A. Fine Blog

Allison Fine Writes About Social Media and Social Change

Posts Tagged ‘Political Change in the Digital Age’

The Online/On Land Disconnect

Posted by Allison Fine on December 16, 2010

Nancy Scola wrote a terrific post about a new report from the Berkman Center called Political Change in the Digital Age: The Fragility and Promise of Online Organizing.

The paper is a great primer on political activism in repressive regimes, how change happens and what makes it so hard and risky.

Nancy nails the key, and most provocative, argument in the paper: “We might, in other words, watch in awe as  video of Neda Agha Soltan’s death during Iran’s post-election protests goes viral, to give an example, and be too quick in seeing in it evidence of some sort of powerful social and political resistance, when the actual facts on the ground might not bear that understanding out.”

Here is one of those videos just as a reminder:

But what changed on the ground, politically as a result of the protests? We’re not sure, certainly not as much as the protesters or the watchers hoped in the moment. Of course, as the authors of Political Change in the Digital Age quoting Marshall Ganz point out, these kinds of regime-change movements take a long time to realize. So these protests may have planted a seed, created supporters, put into motion future change that we won’t know about for years.

The authors hit on the key issue facing activists using social media. This is what I’ve called Phase Three in the development of social media for social change. Phase One was the wonderful euphoria at the beginning of this century of discovery of social media. Look at this amazing stuff, we shouted. Look at all of these free, ubiquitous, easy-to-use tools that enable regular people blog and have a voice they’ve never had before. Watch them create videos, make their own playlists and share songs, and then watch them connect with new and old friends online and create their own social spheres.  Wahoo, look at power seep from institutions and move towards individuals!
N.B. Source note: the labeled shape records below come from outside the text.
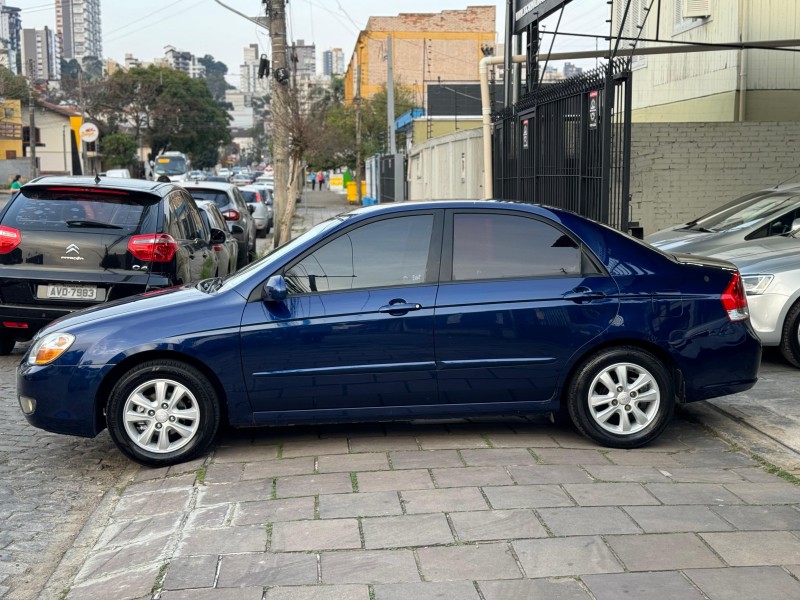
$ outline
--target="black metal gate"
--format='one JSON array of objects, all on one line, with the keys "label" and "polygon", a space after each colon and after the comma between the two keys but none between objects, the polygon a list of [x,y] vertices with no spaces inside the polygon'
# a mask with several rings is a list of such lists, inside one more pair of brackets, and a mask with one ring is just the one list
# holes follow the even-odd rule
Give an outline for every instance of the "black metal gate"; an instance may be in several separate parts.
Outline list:
[{"label": "black metal gate", "polygon": [[526,94],[494,115],[495,198],[629,229],[631,72],[624,60]]}]

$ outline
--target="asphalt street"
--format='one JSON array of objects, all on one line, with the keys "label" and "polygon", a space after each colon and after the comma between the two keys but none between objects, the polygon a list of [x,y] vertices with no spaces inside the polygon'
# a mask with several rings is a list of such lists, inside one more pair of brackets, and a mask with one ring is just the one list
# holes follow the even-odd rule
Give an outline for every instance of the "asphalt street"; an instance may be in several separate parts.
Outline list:
[{"label": "asphalt street", "polygon": [[[294,229],[347,208],[309,192]],[[426,421],[224,430],[170,469],[28,426],[21,352],[0,357],[0,598],[800,598],[800,370],[772,352],[635,451]]]}]

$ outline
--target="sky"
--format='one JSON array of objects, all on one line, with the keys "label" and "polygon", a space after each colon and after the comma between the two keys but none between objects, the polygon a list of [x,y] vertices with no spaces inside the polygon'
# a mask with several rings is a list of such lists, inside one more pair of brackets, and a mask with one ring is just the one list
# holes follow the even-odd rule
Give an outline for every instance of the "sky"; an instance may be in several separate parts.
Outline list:
[{"label": "sky", "polygon": [[[245,15],[263,15],[261,0],[220,0]],[[6,0],[6,5],[22,9],[22,26],[55,29],[53,0]],[[287,4],[289,41],[315,44],[318,69],[322,52],[344,50],[349,62],[358,32],[370,16],[396,16],[401,12],[440,12],[467,6],[497,7],[497,41],[504,41],[506,0],[290,0]],[[606,0],[573,0],[564,10],[559,31],[605,35],[608,33]],[[101,0],[104,58],[122,62],[125,54],[150,62],[164,56],[165,46],[189,51],[197,56],[211,54],[228,66],[230,83],[238,83],[243,49],[258,44],[270,54],[269,33],[221,6],[215,0]],[[558,13],[544,21],[546,31],[555,31]],[[553,36],[544,36],[549,47]],[[554,51],[594,50],[605,43],[591,39],[557,38]],[[578,63],[592,67],[594,61]]]}]

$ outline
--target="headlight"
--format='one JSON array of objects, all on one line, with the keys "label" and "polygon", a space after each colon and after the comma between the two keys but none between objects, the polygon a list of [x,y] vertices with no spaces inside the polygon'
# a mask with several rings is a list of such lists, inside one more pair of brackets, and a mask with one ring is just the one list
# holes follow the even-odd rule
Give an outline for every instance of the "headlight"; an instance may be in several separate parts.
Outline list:
[{"label": "headlight", "polygon": [[49,333],[39,338],[28,353],[29,365],[47,365],[64,354],[75,336],[71,333]]},{"label": "headlight", "polygon": [[767,291],[774,275],[742,275],[744,291],[748,296],[758,296]]}]

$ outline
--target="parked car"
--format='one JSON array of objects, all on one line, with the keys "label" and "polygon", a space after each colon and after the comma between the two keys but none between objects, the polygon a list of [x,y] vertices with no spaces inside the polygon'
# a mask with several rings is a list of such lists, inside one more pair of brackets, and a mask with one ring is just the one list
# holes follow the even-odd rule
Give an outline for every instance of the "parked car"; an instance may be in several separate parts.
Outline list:
[{"label": "parked car", "polygon": [[33,179],[0,211],[0,354],[75,310],[213,276],[221,241],[177,185]]},{"label": "parked car", "polygon": [[211,200],[217,205],[228,223],[228,230],[239,242],[238,267],[250,262],[256,252],[256,222],[239,188],[232,183],[214,181],[190,181],[183,187],[194,199]]},{"label": "parked car", "polygon": [[362,207],[225,279],[77,313],[17,375],[28,421],[131,459],[234,426],[566,410],[597,443],[656,439],[676,402],[740,392],[761,346],[729,262],[499,201]]},{"label": "parked car", "polygon": [[780,185],[737,198],[698,219],[664,229],[645,241],[667,252],[713,254],[740,242],[787,235],[800,228],[800,184]]},{"label": "parked car", "polygon": [[239,243],[233,234],[228,231],[228,224],[225,217],[219,212],[217,205],[211,200],[197,200],[197,208],[200,209],[200,217],[206,224],[209,231],[220,231],[225,236],[225,241],[213,245],[214,252],[217,253],[217,276],[225,277],[236,271],[239,262]]},{"label": "parked car", "polygon": [[267,206],[265,188],[258,188],[254,185],[246,185],[239,188],[242,192],[247,206],[252,208],[253,219],[256,222],[256,235],[266,237],[272,228],[272,207]]}]

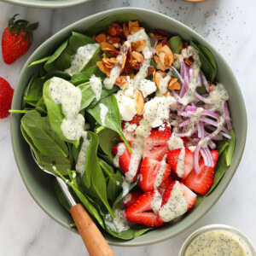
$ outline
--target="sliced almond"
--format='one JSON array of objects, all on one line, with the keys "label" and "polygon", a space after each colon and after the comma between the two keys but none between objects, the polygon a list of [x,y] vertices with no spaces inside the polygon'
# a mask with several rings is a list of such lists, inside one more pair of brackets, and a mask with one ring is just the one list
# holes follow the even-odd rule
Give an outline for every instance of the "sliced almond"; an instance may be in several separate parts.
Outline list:
[{"label": "sliced almond", "polygon": [[170,90],[180,90],[181,86],[180,84],[177,82],[177,79],[172,78],[168,84],[168,88]]},{"label": "sliced almond", "polygon": [[109,26],[109,28],[107,31],[107,33],[111,37],[116,37],[120,35],[122,32],[122,27],[119,25],[113,23]]},{"label": "sliced almond", "polygon": [[192,58],[184,58],[184,62],[190,67],[194,63],[194,60]]},{"label": "sliced almond", "polygon": [[99,34],[95,38],[95,40],[98,43],[98,44],[102,44],[103,42],[107,41],[107,37],[104,33]]},{"label": "sliced almond", "polygon": [[137,113],[142,114],[144,111],[145,101],[143,93],[138,90],[135,96],[135,109]]},{"label": "sliced almond", "polygon": [[144,61],[144,57],[142,54],[137,52],[137,51],[132,51],[131,52],[132,57],[137,61],[139,63],[143,63]]},{"label": "sliced almond", "polygon": [[125,77],[125,76],[120,76],[120,77],[117,78],[116,80],[115,80],[115,84],[119,86],[119,87],[127,88],[128,87],[127,78]]}]

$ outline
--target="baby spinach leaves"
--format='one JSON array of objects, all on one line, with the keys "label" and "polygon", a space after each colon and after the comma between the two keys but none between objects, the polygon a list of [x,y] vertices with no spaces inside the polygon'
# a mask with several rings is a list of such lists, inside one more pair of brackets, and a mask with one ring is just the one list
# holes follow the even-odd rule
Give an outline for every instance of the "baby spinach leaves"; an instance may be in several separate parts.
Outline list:
[{"label": "baby spinach leaves", "polygon": [[201,68],[207,80],[212,83],[217,73],[217,64],[212,54],[205,46],[198,44],[194,40],[190,41],[190,45],[198,51],[201,62]]},{"label": "baby spinach leaves", "polygon": [[113,23],[122,24],[129,20],[141,21],[142,19],[138,15],[129,13],[113,15],[90,26],[85,31],[85,33],[90,36],[97,35],[101,32],[106,32],[108,26]]},{"label": "baby spinach leaves", "polygon": [[[101,103],[104,104],[108,109],[104,121],[101,118]],[[122,132],[120,113],[116,98],[113,95],[110,95],[102,99],[93,108],[87,109],[87,111],[95,118],[98,124],[116,131],[123,139],[129,151],[131,152],[130,144]]]}]

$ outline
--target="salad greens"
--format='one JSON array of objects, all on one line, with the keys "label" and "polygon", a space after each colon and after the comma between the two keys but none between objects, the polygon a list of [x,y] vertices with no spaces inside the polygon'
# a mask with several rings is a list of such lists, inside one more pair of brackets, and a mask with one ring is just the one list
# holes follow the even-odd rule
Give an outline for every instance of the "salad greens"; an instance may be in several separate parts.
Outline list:
[{"label": "salad greens", "polygon": [[[70,75],[65,70],[71,67],[73,55],[79,47],[88,44],[96,44],[91,36],[105,32],[113,23],[122,25],[129,20],[140,21],[141,19],[131,14],[114,15],[89,26],[85,34],[73,32],[69,38],[62,43],[51,55],[31,63],[30,67],[41,65],[40,72],[32,76],[24,91],[22,109],[10,111],[25,113],[20,121],[20,130],[38,164],[44,169],[52,172],[54,172],[53,166],[55,166],[55,172],[67,182],[73,189],[73,195],[82,202],[101,229],[123,240],[141,236],[151,228],[134,225],[126,230],[116,232],[108,224],[109,219],[115,218],[115,211],[122,207],[124,198],[122,188],[124,174],[119,167],[113,165],[113,148],[123,141],[130,153],[132,153],[130,143],[122,132],[119,105],[113,96],[119,87],[114,85],[110,90],[102,88],[101,97],[97,101],[90,86],[90,79],[92,75],[102,81],[107,77],[97,67],[96,62],[108,55],[106,53],[103,54],[99,47],[79,73]],[[179,35],[171,37],[169,44],[175,54],[181,54],[180,49],[185,44]],[[201,70],[207,81],[214,82],[217,65],[213,55],[205,46],[194,40],[189,44],[198,51]],[[150,65],[154,68],[157,67],[153,58],[150,60]],[[63,135],[61,123],[65,113],[61,105],[56,104],[52,99],[49,90],[53,77],[70,82],[81,91],[82,101],[79,113],[84,116],[86,125],[90,126],[86,127],[88,148],[84,171],[81,172],[73,170],[76,168],[83,143],[86,141],[84,137],[79,140],[70,141]],[[172,77],[179,79],[174,73]],[[152,81],[154,76],[148,76],[147,79]],[[197,90],[201,95],[206,91],[205,86]],[[148,98],[153,96],[153,94],[148,95]],[[102,104],[108,108],[104,119],[102,119],[101,109]],[[206,195],[198,195],[195,207],[203,201],[205,196],[212,192],[231,164],[236,145],[233,130],[230,130],[230,140],[224,139],[218,145],[219,158],[215,168],[213,184]],[[134,190],[138,182],[139,177],[130,184],[128,190]],[[60,203],[67,211],[69,211],[70,206],[56,182],[54,183],[54,189]]]}]

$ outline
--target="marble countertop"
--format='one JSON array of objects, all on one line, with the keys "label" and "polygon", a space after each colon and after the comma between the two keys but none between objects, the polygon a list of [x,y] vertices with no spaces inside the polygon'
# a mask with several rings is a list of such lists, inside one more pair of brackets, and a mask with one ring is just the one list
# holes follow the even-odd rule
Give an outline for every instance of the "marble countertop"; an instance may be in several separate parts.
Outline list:
[{"label": "marble countertop", "polygon": [[[197,31],[227,60],[240,84],[247,111],[248,132],[245,152],[226,191],[196,224],[183,234],[148,247],[113,247],[116,255],[177,255],[184,239],[195,229],[209,224],[225,224],[244,232],[256,246],[255,157],[256,144],[256,2],[209,0],[190,3],[182,0],[94,0],[67,9],[39,9],[0,3],[0,32],[9,17],[20,14],[39,21],[34,43],[11,66],[0,56],[0,76],[13,88],[30,54],[55,32],[87,15],[118,7],[140,7],[161,12]],[[157,25],[157,24],[156,24]],[[0,54],[2,55],[2,54]],[[254,59],[255,58],[255,59]],[[88,255],[80,237],[49,218],[28,194],[12,152],[9,117],[0,120],[0,255]],[[254,203],[253,203],[254,201]]]}]

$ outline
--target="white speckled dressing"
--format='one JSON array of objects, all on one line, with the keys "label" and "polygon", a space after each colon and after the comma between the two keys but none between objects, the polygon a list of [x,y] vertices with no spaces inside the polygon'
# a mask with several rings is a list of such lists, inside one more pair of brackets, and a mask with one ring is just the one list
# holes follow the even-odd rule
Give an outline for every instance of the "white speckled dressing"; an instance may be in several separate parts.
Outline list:
[{"label": "white speckled dressing", "polygon": [[79,73],[89,62],[99,47],[99,44],[88,44],[79,47],[77,49],[77,53],[73,57],[71,67],[66,69],[65,72],[71,76]]},{"label": "white speckled dressing", "polygon": [[145,32],[144,29],[139,30],[137,32],[130,35],[127,39],[131,42],[137,42],[138,40],[144,40],[146,42],[146,46],[143,49],[143,54],[144,55],[145,60],[151,59],[153,57],[154,49],[151,46],[150,38]]},{"label": "white speckled dressing", "polygon": [[180,154],[177,158],[177,175],[179,177],[183,177],[184,174],[184,161],[185,161],[185,148],[183,148],[180,151]]},{"label": "white speckled dressing", "polygon": [[87,139],[87,132],[82,132],[83,143],[79,154],[78,161],[76,163],[76,171],[83,175],[84,172],[84,164],[86,159],[87,149],[90,145],[90,141]]},{"label": "white speckled dressing", "polygon": [[177,181],[167,202],[160,209],[159,216],[163,221],[169,222],[182,216],[187,210],[188,203],[183,196],[183,185]]},{"label": "white speckled dressing", "polygon": [[126,147],[123,143],[118,145],[118,152],[113,158],[113,165],[116,167],[119,167],[119,157],[125,152]]},{"label": "white speckled dressing", "polygon": [[106,119],[107,113],[108,112],[108,108],[103,103],[100,103],[99,106],[101,109],[100,115],[101,115],[102,124],[103,126],[105,126],[106,125],[105,119]]},{"label": "white speckled dressing", "polygon": [[96,78],[94,74],[91,75],[90,79],[90,86],[91,90],[95,94],[96,101],[98,102],[102,92],[102,84],[101,79]]},{"label": "white speckled dressing", "polygon": [[154,190],[154,195],[151,202],[151,208],[155,214],[158,214],[162,204],[162,197],[158,190]]},{"label": "white speckled dressing", "polygon": [[61,104],[65,115],[61,129],[66,138],[79,139],[84,127],[84,118],[79,113],[82,94],[79,88],[60,79],[52,78],[49,84],[49,94],[55,104]]},{"label": "white speckled dressing", "polygon": [[174,150],[177,148],[182,148],[184,147],[183,141],[179,137],[175,136],[175,133],[172,132],[172,136],[168,141],[168,148],[170,150]]},{"label": "white speckled dressing", "polygon": [[237,235],[223,230],[213,230],[197,236],[188,247],[185,256],[253,256],[252,251]]},{"label": "white speckled dressing", "polygon": [[166,154],[161,160],[160,167],[157,172],[155,180],[154,182],[154,189],[156,189],[163,181],[164,173],[165,173],[166,167],[166,157],[167,157],[167,155]]},{"label": "white speckled dressing", "polygon": [[114,211],[114,218],[112,219],[110,214],[106,215],[105,224],[107,227],[115,232],[120,233],[124,230],[127,230],[130,229],[128,222],[124,216],[125,211],[120,209],[116,209]]},{"label": "white speckled dressing", "polygon": [[210,91],[208,97],[206,99],[206,103],[212,105],[212,109],[219,111],[221,113],[224,111],[224,103],[229,100],[229,95],[222,84],[218,84],[214,89]]},{"label": "white speckled dressing", "polygon": [[171,79],[171,76],[167,74],[165,78],[160,79],[158,86],[158,90],[161,95],[165,95],[168,90],[168,83]]},{"label": "white speckled dressing", "polygon": [[128,193],[125,196],[124,196],[124,198],[123,198],[123,202],[124,202],[125,204],[127,204],[127,203],[131,200],[131,198],[132,198],[131,194],[131,193]]}]

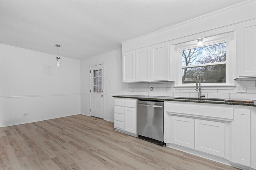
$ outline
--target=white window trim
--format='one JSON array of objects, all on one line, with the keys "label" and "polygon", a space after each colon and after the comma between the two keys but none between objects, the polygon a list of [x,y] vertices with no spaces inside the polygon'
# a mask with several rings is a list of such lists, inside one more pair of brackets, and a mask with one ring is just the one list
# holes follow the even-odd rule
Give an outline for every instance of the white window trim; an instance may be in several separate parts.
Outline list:
[{"label": "white window trim", "polygon": [[[226,61],[216,63],[216,64],[226,64],[226,82],[202,83],[201,86],[207,89],[232,89],[235,86],[234,79],[235,76],[236,45],[235,43],[234,31],[223,33],[215,36],[209,35],[203,39],[205,46],[216,44],[223,42],[226,43]],[[198,38],[200,37],[198,35]],[[177,89],[192,88],[195,87],[195,83],[182,84],[182,51],[194,48],[196,40],[181,43],[175,45],[176,71],[177,74],[175,79],[175,88]],[[205,64],[197,65],[196,66],[212,65],[212,64]],[[188,66],[190,67],[191,66]]]}]

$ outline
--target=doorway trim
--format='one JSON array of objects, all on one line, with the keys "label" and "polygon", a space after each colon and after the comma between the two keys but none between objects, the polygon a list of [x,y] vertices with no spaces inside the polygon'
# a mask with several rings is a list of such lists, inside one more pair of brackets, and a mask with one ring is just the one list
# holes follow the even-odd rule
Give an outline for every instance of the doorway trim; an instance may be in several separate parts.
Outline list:
[{"label": "doorway trim", "polygon": [[[91,64],[89,65],[89,72],[90,74],[90,81],[89,81],[89,83],[90,83],[90,89],[89,89],[89,93],[90,94],[90,116],[92,116],[92,111],[90,111],[91,110],[91,109],[92,109],[92,92],[90,92],[90,90],[92,90],[92,73],[91,73],[91,68],[92,68],[92,67],[94,66],[98,66],[99,65],[101,65],[101,64],[103,64],[103,68],[104,68],[104,77],[103,78],[103,79],[104,80],[104,86],[103,86],[103,88],[102,88],[102,90],[103,90],[103,92],[104,92],[104,96],[103,96],[103,101],[104,101],[104,117],[103,118],[103,119],[105,119],[105,117],[106,117],[106,98],[105,97],[105,93],[106,92],[105,91],[105,86],[106,85],[106,82],[105,82],[105,77],[106,77],[106,68],[105,68],[105,62],[99,62],[99,63],[95,63],[94,64]],[[99,119],[100,119],[99,118]]]}]

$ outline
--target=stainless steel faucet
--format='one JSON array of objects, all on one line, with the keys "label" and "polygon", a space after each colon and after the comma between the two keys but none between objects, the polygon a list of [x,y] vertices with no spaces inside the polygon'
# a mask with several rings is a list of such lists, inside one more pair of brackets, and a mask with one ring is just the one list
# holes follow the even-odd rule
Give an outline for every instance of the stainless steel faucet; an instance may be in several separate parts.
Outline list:
[{"label": "stainless steel faucet", "polygon": [[[199,82],[199,83],[198,83]],[[198,86],[198,83],[199,86]],[[205,97],[204,94],[201,94],[201,76],[198,75],[196,77],[196,90],[198,91],[198,98],[200,99],[202,97]]]}]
Phase Two was seeing what all of these tools did to organizations that embraced them. That’s why Beth and I wrote The Networked Nonprofit, to understand and examine what happens internally and externally to nonprofits that are organized more as social networks than stand alone institutions. In short, wonderful things happen as outsiders get out and insiders get in. Networked Nonprofits include wonderful organizations like MomsRising.org, charity:water, Surfrider Foundation.

And now we’re inching our way into Phase Three. We’re connecting, pinging, poking, friending, fanning, running for our causes – made much easier in countries like ours that encourage free association and speech – but what is it all adding up to? In other words: so what?

The Berkman paper focuses on the use of the Internet to strengthen and power nongovernmental organizations and efforts to reform authoritarian regimes. There have been significant limitations to these efforts, largely because these governments simply shut down the sites and flows of information to the networks of activists. As the authors note, “Efforts at digital organizing in Iran do not appear to have been effective. In the run-up to the disputed election, the Mousavi campaign sought to use Facebook to rally supporters. The government responded by simply blocking access to Facebook. Online communities that congregate at a single URL are easily dismantled; organizations that rely on a centralized nodes and hierarchical structures are trivial to break up.”

Although our government is less likely to shut down sites, at least publicly, we still haven’t connected all of the dots from outrage or empathy or concern expressed online and political success on land. We know they need to be connected, that social change actually happens on land, always, but how we make that connection and whether lighter engagements, all of that pinging and fanning (derisively called slactivism by some), actually makes a difference in and of itself is the next set of questions to be answered.

Lucy began this discussion a few months ago. And it needs to continue. Here are a few first steps:

  1. Organizations need to o consider more carefully how to integrate their online and on land efforts.
  2. We need to overcome our addiction to online analytical tools, all of those pretty and instant charts and graphs and engage in more traditional evaluation methods to find out what people knew as a result of their online engagements and what, if anything, they did as a result.
  3. Most all, I want to know what is working, where is social change actually happening (distinguished from acts of loving kindness, like collecting coats in winter time, which are wonderful, necessary things to do but not social change.) Where and how are all of these efforts actually making a difference?

Don’t be cowed by the difficulty of these tasks. As I wrote above, we’re just at the beginning of Phase Three, so we have time to explore it and figure it out. It’s good to know, at least, what phase we’re in!